If you are not a Canadian citizen, or became one after 2004 and certainly after 2006, this may not help you. If you reside in and are a citizen of a country other than Canada that has a bilateral tax treaty with the US, you need to consult with your government or a tax lawyer in your country about whether your country has similar protections available to you under a dual tax treaty with the US, whether your country has signed the OECD treaty, and whether your country is or isn’t going to “reserve against” Articles 11 to 16 of the OECD treaty. Residents in countries other than Canada, who read this post and investigate what protections they do or don’t have, are encouraged to post the results of their investigations in their own country, as a reply to this thread. Or perhaps someone can start a separate thread for countries other than Canada …
The fact that it has taken two and a half months to get a reply (signed by Flaherty himself, on Minister of Finance stationery), suggests to me the wording of the letter has been vetted very thoroughly by Departmental lawyers. However, I am neither a lawyer nor an accountant, and I am not offering professional advice. If you are in any doubt about the foregoing as it may apply to your own case, I urge you to consult a tax lawyer who is familiar with Canadian, as well as US, tax law. Preferably one based in Canada. I for one have more faith in the motivation, and ultimate loyalty to my concerns, of a fellow Canadian than I would have in any American lawyer. (For anyone residing in and a citizen of a country other than Canada, replace “Canada” with “your country” in this paragraph.)
And, speaking in spite of being a life-long supporter and member of the NDP who has never voted Conservative in his life, God Bless Jim Flaherty. Our government is in fact standing on guard for its citizens. As is the NDP. Who knows what the Liberals stand for?

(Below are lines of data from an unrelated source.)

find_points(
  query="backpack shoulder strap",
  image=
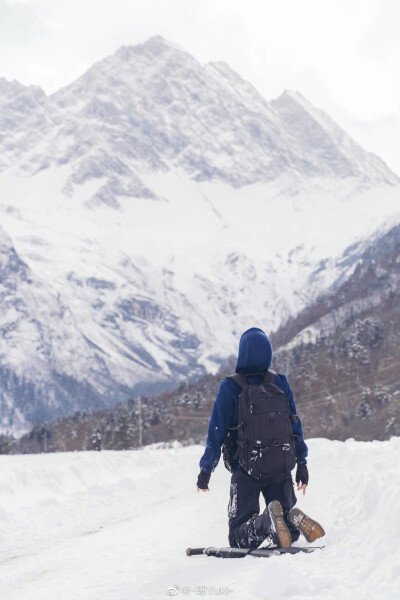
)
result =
(269, 376)
(239, 379)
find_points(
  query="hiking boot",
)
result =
(280, 530)
(311, 529)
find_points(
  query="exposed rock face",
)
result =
(152, 210)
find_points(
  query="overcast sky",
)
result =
(343, 55)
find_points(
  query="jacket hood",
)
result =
(255, 352)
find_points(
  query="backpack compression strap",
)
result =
(241, 380)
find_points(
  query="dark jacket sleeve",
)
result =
(224, 415)
(300, 445)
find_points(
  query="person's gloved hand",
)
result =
(202, 481)
(302, 477)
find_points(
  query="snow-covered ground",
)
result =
(115, 525)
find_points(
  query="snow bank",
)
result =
(116, 524)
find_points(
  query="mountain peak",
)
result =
(154, 46)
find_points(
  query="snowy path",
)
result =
(114, 525)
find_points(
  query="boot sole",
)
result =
(282, 532)
(311, 529)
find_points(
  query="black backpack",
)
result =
(263, 440)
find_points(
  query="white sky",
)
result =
(343, 55)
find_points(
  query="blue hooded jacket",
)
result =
(255, 356)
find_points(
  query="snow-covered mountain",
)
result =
(152, 210)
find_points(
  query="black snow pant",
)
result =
(247, 528)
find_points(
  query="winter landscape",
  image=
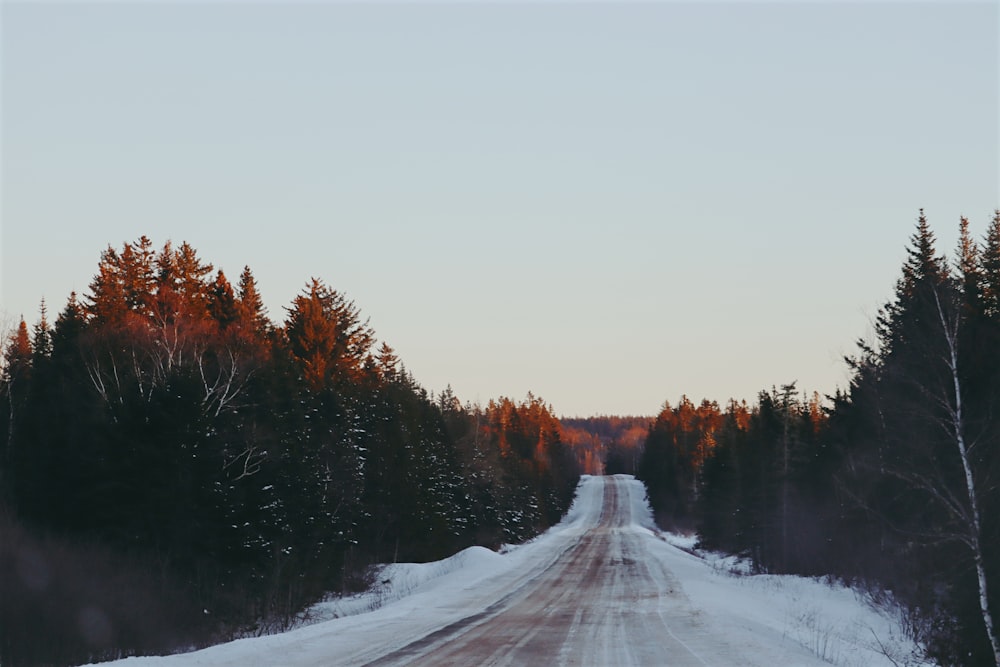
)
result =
(603, 587)
(499, 333)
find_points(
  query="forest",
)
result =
(891, 484)
(178, 469)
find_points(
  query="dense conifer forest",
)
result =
(891, 483)
(178, 469)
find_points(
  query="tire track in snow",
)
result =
(581, 610)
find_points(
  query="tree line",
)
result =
(892, 483)
(177, 468)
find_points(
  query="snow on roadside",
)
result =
(416, 599)
(431, 595)
(398, 580)
(831, 620)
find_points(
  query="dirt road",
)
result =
(602, 603)
(601, 589)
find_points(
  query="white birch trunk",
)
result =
(950, 328)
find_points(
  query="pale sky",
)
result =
(607, 204)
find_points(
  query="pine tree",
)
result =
(253, 315)
(222, 306)
(42, 339)
(327, 336)
(990, 269)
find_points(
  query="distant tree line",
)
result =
(176, 468)
(893, 483)
(606, 444)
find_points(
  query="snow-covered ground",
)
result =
(422, 612)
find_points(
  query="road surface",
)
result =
(601, 589)
(603, 602)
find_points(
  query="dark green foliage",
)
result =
(872, 489)
(166, 424)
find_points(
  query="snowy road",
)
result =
(603, 602)
(602, 588)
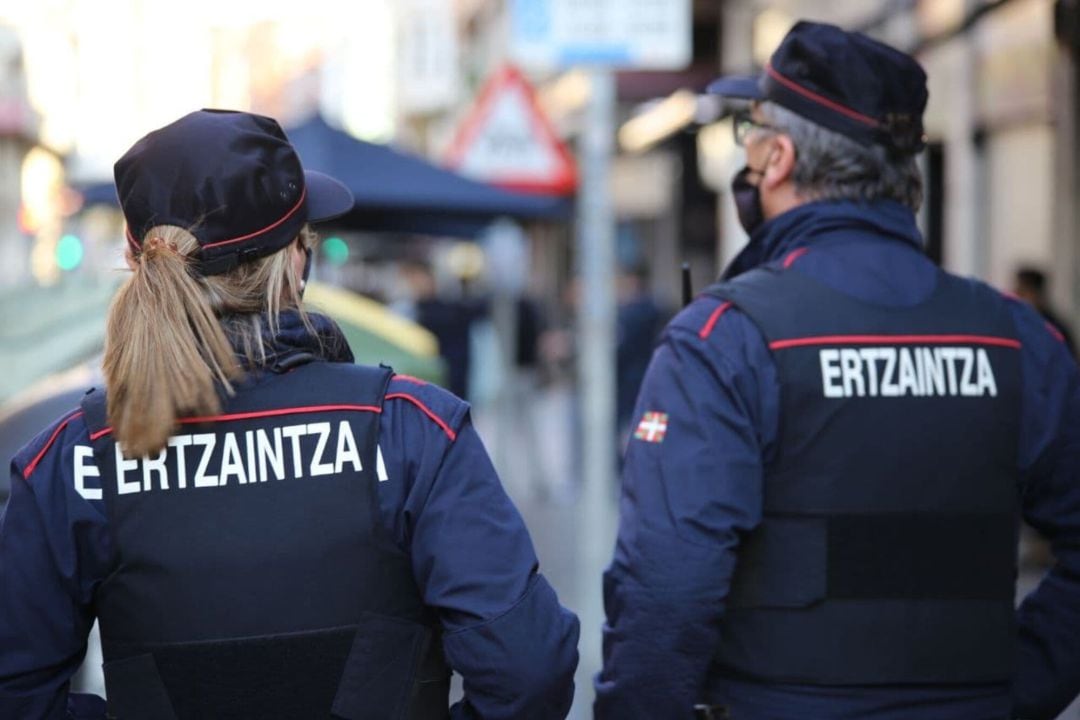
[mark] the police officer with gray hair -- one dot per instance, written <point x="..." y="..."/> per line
<point x="837" y="440"/>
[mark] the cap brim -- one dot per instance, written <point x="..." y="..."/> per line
<point x="741" y="86"/>
<point x="327" y="199"/>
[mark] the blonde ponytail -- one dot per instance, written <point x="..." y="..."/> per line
<point x="165" y="352"/>
<point x="173" y="338"/>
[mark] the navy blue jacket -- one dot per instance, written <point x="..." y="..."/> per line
<point x="692" y="490"/>
<point x="440" y="498"/>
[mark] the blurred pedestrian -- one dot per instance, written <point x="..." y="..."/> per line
<point x="1030" y="285"/>
<point x="262" y="528"/>
<point x="835" y="443"/>
<point x="450" y="321"/>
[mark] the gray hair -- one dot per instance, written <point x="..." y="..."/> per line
<point x="833" y="166"/>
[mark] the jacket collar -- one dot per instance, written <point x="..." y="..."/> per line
<point x="294" y="343"/>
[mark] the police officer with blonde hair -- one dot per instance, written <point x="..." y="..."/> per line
<point x="835" y="444"/>
<point x="261" y="528"/>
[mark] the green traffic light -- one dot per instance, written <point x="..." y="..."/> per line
<point x="68" y="253"/>
<point x="336" y="250"/>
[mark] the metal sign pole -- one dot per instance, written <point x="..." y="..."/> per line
<point x="596" y="364"/>
<point x="596" y="247"/>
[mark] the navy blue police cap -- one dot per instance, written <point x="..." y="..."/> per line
<point x="232" y="179"/>
<point x="844" y="81"/>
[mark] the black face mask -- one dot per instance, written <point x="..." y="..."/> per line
<point x="747" y="199"/>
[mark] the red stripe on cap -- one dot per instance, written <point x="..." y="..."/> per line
<point x="262" y="413"/>
<point x="287" y="215"/>
<point x="794" y="255"/>
<point x="820" y="99"/>
<point x="706" y="329"/>
<point x="41" y="453"/>
<point x="895" y="340"/>
<point x="439" y="421"/>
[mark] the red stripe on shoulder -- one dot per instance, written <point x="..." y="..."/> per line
<point x="794" y="255"/>
<point x="706" y="329"/>
<point x="41" y="453"/>
<point x="423" y="408"/>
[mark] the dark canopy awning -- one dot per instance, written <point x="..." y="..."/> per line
<point x="399" y="191"/>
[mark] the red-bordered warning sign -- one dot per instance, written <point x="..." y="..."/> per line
<point x="507" y="140"/>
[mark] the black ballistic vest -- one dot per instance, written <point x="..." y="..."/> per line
<point x="887" y="553"/>
<point x="254" y="580"/>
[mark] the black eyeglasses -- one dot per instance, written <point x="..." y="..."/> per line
<point x="744" y="124"/>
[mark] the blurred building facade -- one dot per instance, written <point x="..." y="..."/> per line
<point x="1000" y="168"/>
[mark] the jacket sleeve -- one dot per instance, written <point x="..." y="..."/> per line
<point x="53" y="549"/>
<point x="504" y="630"/>
<point x="688" y="493"/>
<point x="1048" y="667"/>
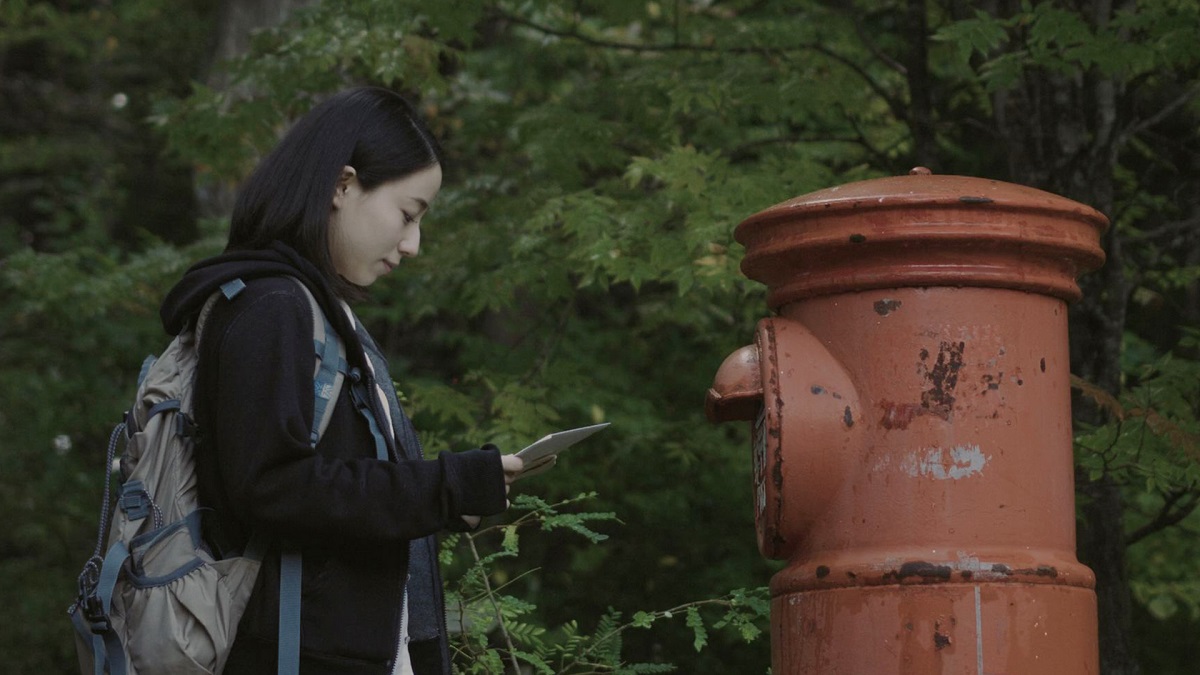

Pingback: To OVDI or not OVDI: The “In lieu of other penalties” consideration « Renounce U.S. Citizenship – Be Free
Pingback: Notice to Swiss Authorities: Canada resists US extraterritorial tax policies, Switzerland must too | The Isaac Brock Society
I have been looking through the text of this OECD treaty at the Council of Europe website. Notwithstanding many of the recent complaints about Jim Flaherty Brockers should be happy to have to him as a Finance Minister. Almost none of the other signatory nations have “reserved” against being forced to collect other countries taxes against their own nationals(other than the US of course). Which of course means despite the US refusing to collect other countries taxes on US citizens living in the US the US can use the treaty to go after dual citizens living in the other signatory nations(other than Canada and a few others who have “reserved” against assistance in collection).
I am a bit confused. Does this mean the CRA will be coming after people to collect US taxes if they became Canadian after 2006? So the eight year rule would mean collection for taxes for the years between when they became Canadian and when they were dual up to 2013?? Say you became Cnadian in 2007. The CRA could collect from 2006, 2005 but not for the years after 2007?? Also what about FATCA and FUBAR? when would these be covered?? Thanks
Could American force Canadian Banks to shut down recalcitrance Canadian account holders?
Yeah, I think that is possible. Isn’t that part of FATCA – to close accounts of ‘recalcitrant’ ‘US persons’?
Hopefully our own government will wise up before it gets that far though.